E.g. it's a lot easier to tell when your body is behaving atypically. If you're leaking purple slime or your body temp is through the roof, you know that's wrong, so are unwell

/15
It's much harder to tell when your mind or psyche is going awry. It doesn't have a set mass or shape or boundaries or colour, it varies wildly from moment to moment. Clearly determining which of these variations is an 'unhealthy' sort is a lot harder to do

/16
There's also the matter of insight; if you've a more physical ailment, your mind is aware of it, because of the pain and discomfort it causes. If it's a mental ailment, the change is more gradual, less tangible, and affects your mind itself, so objectivity is harder

/17
That physical differences are more accepted and recognised is one potential upshot of all this. It's also why comparing mental to physical ailments is a helpful tactic when trying to convince people that they're a legitimate concern

/18
OTOH, there are many ways in which mental and physical ailments do differ considerably, and assuming they're the same can be honestly harmful, e.g. assuming someone who's had treatment for a mental health problem is 'cured' or 'recovered' now

/19
One thing that always bothers me about this mental v physical health division is that it seems to often leads to people assuming you can only have one or the other, that they're mutually exclusive, for some reason.

This is severely wrong

/21
Depression has many physical symptoms, developing a serious physical condition like cancer often leads to depression, and so on.

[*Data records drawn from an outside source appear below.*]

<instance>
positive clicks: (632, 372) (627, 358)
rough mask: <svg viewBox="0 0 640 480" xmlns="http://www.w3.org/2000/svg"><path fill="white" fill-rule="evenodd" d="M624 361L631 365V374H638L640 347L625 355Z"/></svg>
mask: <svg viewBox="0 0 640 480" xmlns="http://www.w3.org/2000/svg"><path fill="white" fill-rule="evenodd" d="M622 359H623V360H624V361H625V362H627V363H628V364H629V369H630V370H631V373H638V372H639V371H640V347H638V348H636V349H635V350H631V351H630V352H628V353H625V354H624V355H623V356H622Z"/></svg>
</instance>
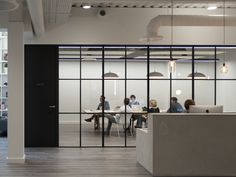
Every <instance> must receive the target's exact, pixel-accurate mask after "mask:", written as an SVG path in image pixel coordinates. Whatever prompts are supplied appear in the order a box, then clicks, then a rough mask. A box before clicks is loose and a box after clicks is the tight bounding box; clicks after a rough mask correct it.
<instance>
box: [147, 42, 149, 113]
mask: <svg viewBox="0 0 236 177" xmlns="http://www.w3.org/2000/svg"><path fill="white" fill-rule="evenodd" d="M149 73H150V46H149V45H148V47H147V111H149V100H150V82H149V81H150V80H149Z"/></svg>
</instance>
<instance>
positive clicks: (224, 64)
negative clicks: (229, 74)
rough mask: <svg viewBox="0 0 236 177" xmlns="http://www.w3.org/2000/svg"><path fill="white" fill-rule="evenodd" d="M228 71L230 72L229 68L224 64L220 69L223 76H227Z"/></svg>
mask: <svg viewBox="0 0 236 177" xmlns="http://www.w3.org/2000/svg"><path fill="white" fill-rule="evenodd" d="M228 70H229V68H228V66H227V65H226V64H225V63H223V65H222V66H221V67H220V72H221V73H222V74H225V73H228Z"/></svg>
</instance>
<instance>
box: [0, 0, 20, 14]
mask: <svg viewBox="0 0 236 177" xmlns="http://www.w3.org/2000/svg"><path fill="white" fill-rule="evenodd" d="M18 7H19V4H18V3H17V2H16V0H0V12H10V11H13V10H15V9H17V8H18Z"/></svg>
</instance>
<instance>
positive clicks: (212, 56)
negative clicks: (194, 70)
mask: <svg viewBox="0 0 236 177" xmlns="http://www.w3.org/2000/svg"><path fill="white" fill-rule="evenodd" d="M194 60H195V66H194V68H195V71H194V72H195V74H196V73H197V74H199V73H201V74H204V75H205V77H200V78H199V76H198V75H197V76H196V77H195V79H214V77H215V48H214V47H196V48H195V52H194Z"/></svg>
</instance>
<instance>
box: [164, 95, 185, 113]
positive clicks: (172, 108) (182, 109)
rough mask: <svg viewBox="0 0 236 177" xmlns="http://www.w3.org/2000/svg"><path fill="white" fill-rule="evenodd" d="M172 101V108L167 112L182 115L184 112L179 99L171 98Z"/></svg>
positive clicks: (170, 105) (176, 98) (169, 108)
mask: <svg viewBox="0 0 236 177" xmlns="http://www.w3.org/2000/svg"><path fill="white" fill-rule="evenodd" d="M170 101H171V105H170V108H169V109H168V110H167V112H170V113H181V112H183V111H184V109H183V107H182V106H181V104H180V103H179V102H178V99H177V98H176V97H171V99H170Z"/></svg>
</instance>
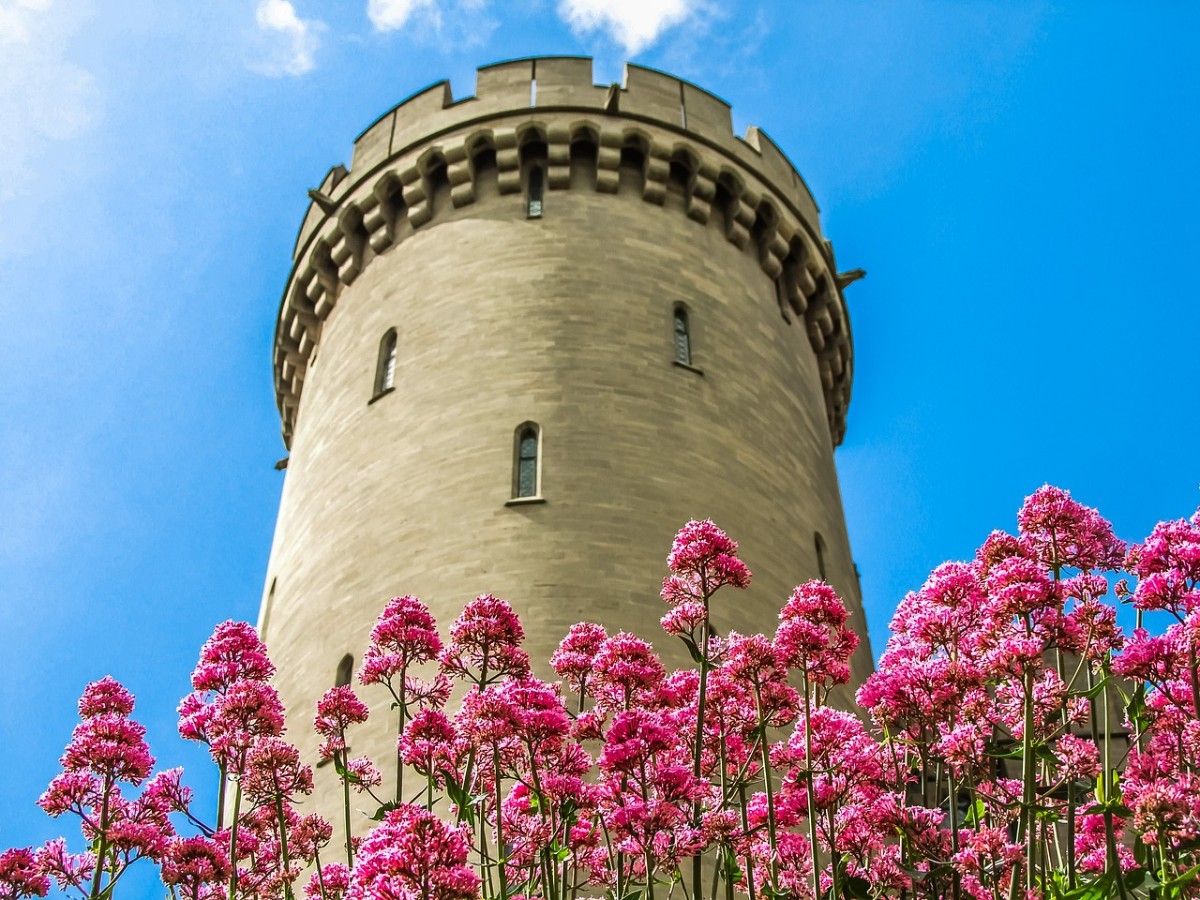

And then you have neurological disorders, which largely straddle the divide between both camps. And on it goes

/22
This may be a result of our tendency to consider the brain and body to be distinct entities, like neighbours in a semi-detached house. In actuality, they're considerably more intertwined. The brain is a bodily organ, after all. The overlap is substantial

/23
As ever, the overall picture is considerably more complex than a basic binary. Sometimes, distinguishing between mental and physical ailments is good and helpful, and other times it's actively unhelpful

The human form is hypercomplex, but confusing and annoying. Who knew?

/24
But then, in our chat yesterday, @helenczerski pointed out that there are some cultures that don't draw a distinction between physical and mental health, instead considering all health to be the same

Why do we not do that in the Western world?

/25
Short answer is, I don't know. This is clearly a question more for sociologists/anthropologists/historians

But, based on some stuff I've gleaned, here's some speculation on my part, regarding this

/26
This makes some sense when you consider how mental health problems were historically assumed to have religious/spiritual causes, "having visions", "possessed by demons" etc

And see the now-defunct 'emotion' Acedia

https://en.wikipedia.org/wiki/Acedia 

/28
While turning against the domination of the church and spiritual concerns in favour embracing logic and reason was, I feel, undoubtedly a good thing, there may have been a 'baby with the bathwater' aspect when it comes to mental health problems

/29
A similar thing to this apparently happened in the neuroscience field. Phrenology was widely condemned (rightly), but it led to a hostility to the possibility that different parts of the brain were responsible for different function. But that possibility is 100% right

/30
It's not a great leap to think something similar could happen with mental health

"Evil spirits that change someone's thinking and behaviour is nonsense" does not therefore mean "Thinking and behaviour can't be changed by anything". But it's no great leap between them

/31
Perhaps other cultures, which never went through such a pronounced schism between the spiritual and the tangible, didn't develop a similar divide between the physical and the mental, and have instead arrived at more 'holistic' default assumptions about health?

/32
Not that this is automatically better than our system, of course. As stated, there are pros and cons to treating mental and physical health as separate things

I don't want to go all 'noble savage' here, after all. That's a whole other issue.